I was never a big Seinfeld person, but I trust that as you read the subject line, you heard it in the disgusted tone Jerry always used when he greeted Newman. Tonight I share with you not a final update on biopsy results (still pending?!), but rather an update on the long-simmering war between myself and fungus. Sure, it started out as a simple dislike of mushrooms, but it’s grown into much, much more. Fungus United, the global family of fungi united in its campaign to destroy me (FU for short), recently launched an unprovoked biological attack against me, strategically timed to thwart my enthusiastic attendance at the wedding of a dear friend of 24 years. However, with the help of new partners, I believe we will ultimately prevail.
In retrospect, I’ve been declining for a few weeks now, starting with a cold that lingered. The short story is that last Monday I was admitted to Virginia Hospital Center in Arlington (not Walter! We broke up.). Since then I have toured various units of the facility (and not purely for research purposes in my capacity as a secret medical shopper). I got right up in there as a patient with a perplexing case: Why aren’t any of the antibiotics working?

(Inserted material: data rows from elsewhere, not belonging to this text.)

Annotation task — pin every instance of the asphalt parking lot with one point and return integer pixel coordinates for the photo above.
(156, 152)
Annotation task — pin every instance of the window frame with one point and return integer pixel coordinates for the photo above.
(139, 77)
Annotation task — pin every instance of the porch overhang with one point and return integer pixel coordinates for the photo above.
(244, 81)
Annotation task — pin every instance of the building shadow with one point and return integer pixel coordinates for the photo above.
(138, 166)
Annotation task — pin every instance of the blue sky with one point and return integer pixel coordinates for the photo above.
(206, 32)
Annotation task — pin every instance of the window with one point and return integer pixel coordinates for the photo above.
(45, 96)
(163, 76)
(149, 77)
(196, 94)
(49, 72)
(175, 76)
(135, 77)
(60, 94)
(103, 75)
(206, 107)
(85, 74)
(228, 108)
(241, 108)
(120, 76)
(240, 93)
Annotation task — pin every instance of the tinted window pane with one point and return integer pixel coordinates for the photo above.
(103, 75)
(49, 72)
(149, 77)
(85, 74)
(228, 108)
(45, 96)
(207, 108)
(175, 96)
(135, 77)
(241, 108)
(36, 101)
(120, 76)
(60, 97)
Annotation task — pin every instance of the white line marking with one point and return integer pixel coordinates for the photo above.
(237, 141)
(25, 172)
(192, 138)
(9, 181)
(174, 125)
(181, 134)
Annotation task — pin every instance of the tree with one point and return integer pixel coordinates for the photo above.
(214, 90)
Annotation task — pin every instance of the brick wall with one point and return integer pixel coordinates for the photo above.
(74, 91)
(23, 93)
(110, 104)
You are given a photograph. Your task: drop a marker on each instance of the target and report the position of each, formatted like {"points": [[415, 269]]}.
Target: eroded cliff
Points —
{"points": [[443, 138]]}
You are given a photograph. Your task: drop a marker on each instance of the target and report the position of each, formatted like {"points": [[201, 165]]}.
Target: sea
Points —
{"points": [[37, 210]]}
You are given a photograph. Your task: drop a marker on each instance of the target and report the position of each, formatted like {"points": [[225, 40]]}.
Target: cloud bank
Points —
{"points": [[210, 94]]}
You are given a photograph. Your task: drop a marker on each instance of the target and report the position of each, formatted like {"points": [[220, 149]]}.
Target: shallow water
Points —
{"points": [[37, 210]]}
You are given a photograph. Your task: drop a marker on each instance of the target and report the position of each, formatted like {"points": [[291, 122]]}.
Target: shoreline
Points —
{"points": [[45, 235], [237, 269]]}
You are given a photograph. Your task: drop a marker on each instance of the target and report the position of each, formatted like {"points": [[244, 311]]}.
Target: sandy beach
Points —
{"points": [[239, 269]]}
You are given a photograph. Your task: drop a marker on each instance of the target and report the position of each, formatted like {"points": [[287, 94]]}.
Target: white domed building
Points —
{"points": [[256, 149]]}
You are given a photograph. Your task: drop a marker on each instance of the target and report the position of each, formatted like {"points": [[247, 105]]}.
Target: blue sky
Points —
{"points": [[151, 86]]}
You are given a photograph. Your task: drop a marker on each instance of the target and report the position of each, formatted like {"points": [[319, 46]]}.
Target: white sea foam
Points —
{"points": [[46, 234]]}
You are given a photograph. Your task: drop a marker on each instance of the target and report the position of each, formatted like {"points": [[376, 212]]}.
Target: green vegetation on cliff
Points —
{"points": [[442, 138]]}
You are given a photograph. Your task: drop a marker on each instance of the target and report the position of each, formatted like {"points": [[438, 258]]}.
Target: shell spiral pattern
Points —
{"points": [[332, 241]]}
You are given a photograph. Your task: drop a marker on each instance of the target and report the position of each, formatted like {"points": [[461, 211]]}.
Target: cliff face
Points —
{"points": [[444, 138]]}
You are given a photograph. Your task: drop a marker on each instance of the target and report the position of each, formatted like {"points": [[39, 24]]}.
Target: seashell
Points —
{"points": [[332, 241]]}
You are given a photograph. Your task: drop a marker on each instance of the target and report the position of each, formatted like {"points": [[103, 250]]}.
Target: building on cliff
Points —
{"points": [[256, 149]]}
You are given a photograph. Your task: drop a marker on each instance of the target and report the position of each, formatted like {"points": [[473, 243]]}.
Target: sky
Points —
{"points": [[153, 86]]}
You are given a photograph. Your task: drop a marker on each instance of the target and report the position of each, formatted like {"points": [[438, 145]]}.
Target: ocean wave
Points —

Why is she retaining C02? Can we sneak Polly in here? Why isn’t anything growing out of the cultures? Which garage did I park in? Sure, it’s a fungal infection in the lungs, but is it aspergillus (a type of fungus) or not? Spoiler alert: it is.
So now, with proper meds on board for a few days, the tables seem to be turning on FU. I may even get to go home later this week! Many, many thanks for all of the dances, well wishes, prayers, positive thoughts and energy you’ve all sent my way recently. If history is any indicator, it will be a long slog back to baseline, but I’ll get there with your help, friends.